Conservative budget butchers Canadian science.

Canadian researchers are disproportionately productive and do an outstanding amount of science in light of the amount of funding they receive. That may change. It now seems that the Conservative government of Stephen Harper has taken even more steps to gut Canadian basic science.

Budget erases funding for key science agency
Carolyn Abraham
Globe and Mail January 29, 2009

The only agency that regularly finances large-scale science in Canada was shut out of Tuesday’s federal budget, putting at risk thousands of jobs and some of the most promising medical research, and forcing the country to pull out of key international projects.

“We got nothing, nothing, and we don’t know why,” said a stunned Martin Godbout, Genome Canada president and CEO. “We’re devastated.”

For the first time in nine years, Genome Canada, a non-profit non-governmental funding organization, was not mentioned in the federal budget and saw its annual cash injection from Ottawa – $140-million last year – disappear.

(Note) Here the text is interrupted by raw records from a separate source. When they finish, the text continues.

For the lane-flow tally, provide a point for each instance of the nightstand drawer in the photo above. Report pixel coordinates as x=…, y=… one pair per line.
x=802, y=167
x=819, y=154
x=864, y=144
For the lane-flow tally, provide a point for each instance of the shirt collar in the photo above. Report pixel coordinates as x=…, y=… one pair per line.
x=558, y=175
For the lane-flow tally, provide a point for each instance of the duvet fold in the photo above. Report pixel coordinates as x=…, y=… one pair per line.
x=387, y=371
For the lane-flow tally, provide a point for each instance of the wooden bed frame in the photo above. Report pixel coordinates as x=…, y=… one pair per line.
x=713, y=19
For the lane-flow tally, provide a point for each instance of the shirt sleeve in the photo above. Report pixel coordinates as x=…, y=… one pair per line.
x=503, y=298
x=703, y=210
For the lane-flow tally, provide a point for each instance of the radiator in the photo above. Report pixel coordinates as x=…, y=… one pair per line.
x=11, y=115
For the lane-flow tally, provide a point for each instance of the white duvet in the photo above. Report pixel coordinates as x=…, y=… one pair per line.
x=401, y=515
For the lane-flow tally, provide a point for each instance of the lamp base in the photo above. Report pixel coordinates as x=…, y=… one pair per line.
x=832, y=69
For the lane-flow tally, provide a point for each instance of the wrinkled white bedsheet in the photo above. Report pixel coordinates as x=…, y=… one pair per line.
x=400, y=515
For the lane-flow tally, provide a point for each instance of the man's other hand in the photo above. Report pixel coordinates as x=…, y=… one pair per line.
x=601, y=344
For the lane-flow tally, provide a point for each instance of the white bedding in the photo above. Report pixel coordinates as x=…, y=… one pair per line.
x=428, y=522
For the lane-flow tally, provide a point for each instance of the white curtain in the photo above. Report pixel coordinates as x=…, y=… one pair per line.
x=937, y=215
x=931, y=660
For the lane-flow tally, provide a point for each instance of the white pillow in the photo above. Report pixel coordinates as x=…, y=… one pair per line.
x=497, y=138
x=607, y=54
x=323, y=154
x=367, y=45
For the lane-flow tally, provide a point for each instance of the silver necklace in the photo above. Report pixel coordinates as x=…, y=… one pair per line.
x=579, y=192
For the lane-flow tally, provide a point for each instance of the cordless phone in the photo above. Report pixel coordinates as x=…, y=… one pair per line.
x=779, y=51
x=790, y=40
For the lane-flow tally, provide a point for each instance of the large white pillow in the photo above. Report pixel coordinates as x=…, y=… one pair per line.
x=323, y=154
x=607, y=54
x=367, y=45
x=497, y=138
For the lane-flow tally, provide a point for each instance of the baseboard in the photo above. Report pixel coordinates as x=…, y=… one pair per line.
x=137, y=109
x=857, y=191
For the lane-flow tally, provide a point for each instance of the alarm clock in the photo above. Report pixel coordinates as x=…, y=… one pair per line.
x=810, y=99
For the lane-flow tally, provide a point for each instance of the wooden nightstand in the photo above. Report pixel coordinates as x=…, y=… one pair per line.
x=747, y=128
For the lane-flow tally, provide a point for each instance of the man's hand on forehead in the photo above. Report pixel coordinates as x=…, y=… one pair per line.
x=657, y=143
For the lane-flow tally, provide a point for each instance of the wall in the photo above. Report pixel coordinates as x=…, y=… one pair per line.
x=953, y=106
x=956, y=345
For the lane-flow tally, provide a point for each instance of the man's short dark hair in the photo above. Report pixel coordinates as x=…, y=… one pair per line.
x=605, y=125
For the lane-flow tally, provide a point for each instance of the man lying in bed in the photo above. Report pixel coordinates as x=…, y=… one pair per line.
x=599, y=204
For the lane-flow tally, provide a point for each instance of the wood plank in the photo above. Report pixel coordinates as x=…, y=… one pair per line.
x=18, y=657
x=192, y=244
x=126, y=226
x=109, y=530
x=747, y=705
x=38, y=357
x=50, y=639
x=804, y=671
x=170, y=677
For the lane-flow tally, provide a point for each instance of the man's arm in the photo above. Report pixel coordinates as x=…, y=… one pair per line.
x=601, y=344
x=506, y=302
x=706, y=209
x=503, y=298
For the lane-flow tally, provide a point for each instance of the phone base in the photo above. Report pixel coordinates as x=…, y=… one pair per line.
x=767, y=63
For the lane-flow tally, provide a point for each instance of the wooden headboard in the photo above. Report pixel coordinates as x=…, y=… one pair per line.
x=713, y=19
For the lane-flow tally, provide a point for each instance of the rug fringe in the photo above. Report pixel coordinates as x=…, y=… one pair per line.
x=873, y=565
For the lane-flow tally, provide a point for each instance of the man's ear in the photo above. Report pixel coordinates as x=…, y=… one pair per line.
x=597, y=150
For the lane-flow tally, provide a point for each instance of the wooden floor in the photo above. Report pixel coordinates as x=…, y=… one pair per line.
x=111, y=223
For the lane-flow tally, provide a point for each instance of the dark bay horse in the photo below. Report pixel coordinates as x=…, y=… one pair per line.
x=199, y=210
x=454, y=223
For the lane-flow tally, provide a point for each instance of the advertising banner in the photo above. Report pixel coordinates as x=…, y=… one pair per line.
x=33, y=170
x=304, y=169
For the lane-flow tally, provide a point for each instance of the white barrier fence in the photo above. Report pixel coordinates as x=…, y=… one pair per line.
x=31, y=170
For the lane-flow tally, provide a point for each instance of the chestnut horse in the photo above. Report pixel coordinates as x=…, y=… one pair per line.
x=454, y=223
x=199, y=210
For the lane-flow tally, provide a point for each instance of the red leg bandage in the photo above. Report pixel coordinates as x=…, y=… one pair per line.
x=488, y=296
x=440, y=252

While research leaders have applauded the Conservatives’ plan to spend billions on construction and fixing old buildings on university campuses, they are mystified that the money to operate these facilities seems to be shrinking – particularly when U.S. President Barack Obama plans to double research funds in the U.S. over the next decade.

When President Obama comes to Canada, we can show him some nice labs with no one in them,” said Dr. Godbout, who compared the situation to supplying planes but no pilots or ground crews.

Dr. Godbout said he spent the day fielding calls from worried scientists and making calls to research funding partners in the United States and Europe saying that Canada would have to withdraw from a few key international projects – including some that were to be Canadian-led. Among them, he said, is the worldwide effort to sequence the genomes of 50 different types of cancer.

It’s not just big science. The Conservatives also plan to chop $87.2 million from the federal granting agencies in the next three years. They say this will not affect the amount provided to individual researchers, but their trend of focusing on (their own) ‘priority areas’ could very well mean that basic research will be gutted in the same manner as big science.

This is bad news. This is very, very bad news.